In the future, everyone will be world-famous for 15...people.
Garkov is a webcomic that uses Markov chains to generate text using old Garfield strips as its input corpus. Inspect element reveals that the text is produced using Markov chains on individual letters.
What is a Markov chain?
A stochastic model describing a sequence of possible events in which the probability of each event depends only on the state attained in the previous event.
What is a Markov chain?
To use Markov chains to generate text, you would read the input corpus and for each word, note the word that follows it and at what frequency. You would output text by making each word a random function of its immediate predecessor. The number of previous words is the “order”. Order-1 text is generated by producing the next word as a random function of the current word. Order-2 generation produces the next word as a random function of the previous two-word grouping. And so on. Text generated using higher orders will more closely resemble natural speech.
Illustrated Markov Chain
Output will depend on size of your input corpus — the larger the training dataset the better, although too large a sample size and your output will be exactly your input.

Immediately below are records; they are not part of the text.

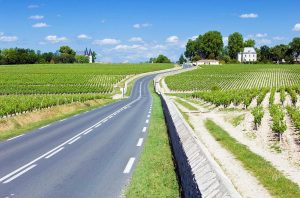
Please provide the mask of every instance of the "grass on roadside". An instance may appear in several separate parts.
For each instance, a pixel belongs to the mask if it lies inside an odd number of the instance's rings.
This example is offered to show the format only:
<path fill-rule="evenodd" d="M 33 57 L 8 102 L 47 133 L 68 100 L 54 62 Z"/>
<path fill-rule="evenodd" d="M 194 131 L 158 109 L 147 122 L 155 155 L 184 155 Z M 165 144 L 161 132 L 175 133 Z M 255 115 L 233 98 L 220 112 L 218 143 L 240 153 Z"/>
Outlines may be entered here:
<path fill-rule="evenodd" d="M 179 185 L 159 96 L 154 93 L 148 137 L 126 197 L 180 197 Z"/>
<path fill-rule="evenodd" d="M 91 109 L 95 109 L 97 107 L 106 105 L 106 104 L 111 103 L 111 102 L 113 102 L 113 100 L 111 100 L 111 99 L 105 99 L 105 100 L 102 99 L 102 100 L 99 100 L 99 101 L 97 101 L 97 102 L 95 102 L 91 105 L 87 101 L 87 102 L 84 102 L 83 105 L 81 107 L 78 107 L 76 110 L 73 110 L 73 111 L 70 111 L 70 112 L 57 113 L 57 114 L 51 115 L 50 117 L 47 117 L 46 119 L 41 119 L 39 121 L 31 121 L 31 122 L 28 122 L 28 123 L 22 123 L 22 125 L 20 125 L 20 123 L 18 121 L 16 121 L 15 117 L 2 119 L 2 120 L 0 120 L 0 122 L 5 123 L 5 122 L 7 122 L 7 120 L 9 120 L 10 122 L 12 122 L 14 124 L 14 127 L 11 130 L 0 132 L 0 141 L 7 140 L 9 138 L 21 135 L 23 133 L 26 133 L 26 132 L 29 132 L 31 130 L 37 129 L 39 127 L 50 124 L 52 122 L 55 122 L 55 121 L 58 121 L 58 120 L 61 120 L 61 119 L 67 118 L 67 117 L 71 117 L 73 115 L 76 115 L 76 114 L 79 114 L 79 113 L 82 113 L 82 112 L 85 112 L 85 111 L 89 111 Z M 73 104 L 71 103 L 71 104 L 68 104 L 68 105 L 70 106 L 70 105 L 73 105 Z M 60 108 L 60 106 L 55 106 L 53 108 L 57 109 L 57 108 Z M 45 110 L 51 111 L 51 108 L 50 109 L 45 109 Z M 41 111 L 43 111 L 43 110 L 41 110 Z M 29 112 L 29 113 L 38 114 L 39 112 L 36 111 L 36 112 Z"/>
<path fill-rule="evenodd" d="M 212 120 L 206 120 L 205 126 L 213 137 L 230 151 L 271 195 L 280 198 L 300 197 L 299 186 L 287 179 L 270 162 L 250 151 L 247 146 L 240 144 Z"/>

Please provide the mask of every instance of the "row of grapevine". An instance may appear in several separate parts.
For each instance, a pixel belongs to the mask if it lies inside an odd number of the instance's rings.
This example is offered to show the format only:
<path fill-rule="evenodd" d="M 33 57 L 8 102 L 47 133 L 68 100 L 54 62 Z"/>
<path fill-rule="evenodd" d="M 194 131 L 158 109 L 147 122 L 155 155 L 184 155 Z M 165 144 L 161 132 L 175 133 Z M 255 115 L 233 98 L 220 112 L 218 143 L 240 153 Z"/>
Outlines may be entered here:
<path fill-rule="evenodd" d="M 286 91 L 291 96 L 293 105 L 296 105 L 297 99 L 298 99 L 298 96 L 297 96 L 298 94 L 296 93 L 296 91 L 294 89 L 292 89 L 291 87 L 287 87 Z"/>
<path fill-rule="evenodd" d="M 191 94 L 191 96 L 193 98 L 201 98 L 216 106 L 223 105 L 224 107 L 228 107 L 231 103 L 233 103 L 234 105 L 244 104 L 245 108 L 247 108 L 258 93 L 259 90 L 251 89 L 195 92 Z"/>
<path fill-rule="evenodd" d="M 284 111 L 279 105 L 271 105 L 269 107 L 270 115 L 272 117 L 272 130 L 279 135 L 281 141 L 281 136 L 287 129 L 285 120 L 284 120 Z"/>
<path fill-rule="evenodd" d="M 99 94 L 0 96 L 0 117 L 72 102 L 108 98 L 108 95 Z"/>
<path fill-rule="evenodd" d="M 254 124 L 255 129 L 257 130 L 258 126 L 261 125 L 261 120 L 264 117 L 264 110 L 262 106 L 256 106 L 251 111 L 253 117 L 254 117 Z"/>
<path fill-rule="evenodd" d="M 269 98 L 269 105 L 273 105 L 274 101 L 275 101 L 275 93 L 276 93 L 276 88 L 273 87 L 271 89 L 271 93 L 270 93 L 270 98 Z"/>
<path fill-rule="evenodd" d="M 296 107 L 291 106 L 288 106 L 286 109 L 288 114 L 291 116 L 296 129 L 300 130 L 300 110 Z"/>
<path fill-rule="evenodd" d="M 262 88 L 260 93 L 257 96 L 257 105 L 260 105 L 262 101 L 265 99 L 267 93 L 269 92 L 270 89 L 268 88 Z"/>

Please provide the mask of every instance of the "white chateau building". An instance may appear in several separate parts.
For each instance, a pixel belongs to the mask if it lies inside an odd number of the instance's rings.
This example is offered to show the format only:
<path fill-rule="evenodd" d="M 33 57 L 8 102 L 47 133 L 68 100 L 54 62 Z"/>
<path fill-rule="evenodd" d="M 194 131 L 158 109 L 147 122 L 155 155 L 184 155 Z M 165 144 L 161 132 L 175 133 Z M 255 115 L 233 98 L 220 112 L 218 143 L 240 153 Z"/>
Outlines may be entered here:
<path fill-rule="evenodd" d="M 84 56 L 87 56 L 89 58 L 89 63 L 93 63 L 93 52 L 91 49 L 88 51 L 88 49 L 85 48 Z"/>
<path fill-rule="evenodd" d="M 237 59 L 241 63 L 256 62 L 257 61 L 257 53 L 256 53 L 254 47 L 245 47 L 244 52 L 238 53 Z"/>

Markov chains can be used to generate text to bypass spam filters; model games of chance; certain statistical analysis; and even underlies Google’s PageRank algorithm:
The formula uses a model of a random surfer who gets bored after several clicks and switches to a random page. The PageRank value of a page reflects the chance that the random surfer will land on that page by clicking on a link. It can be understood as a Markov chain in which the states are pages, and the transitions are all equally probable and are the links between pages.
To write my own Markov chain text generator these are the likely steps:
- Read input corpus.
- Break input corpus into individual words using some kind of regex.
- Be able to choose order, say one to four, and build a hash(?) storing the n-order word(s) prefix with its word suffix.
- Select and output a prefix followed by its suffix.
- In case a prefix has multiple possible suffixes, select one from that set randomly or weighted by statistical frequency.
- Create new prefix-suffix pairs until output of predetermined length is completed.
Idea: input corpus is some kind of art theory book, output is your artist statement.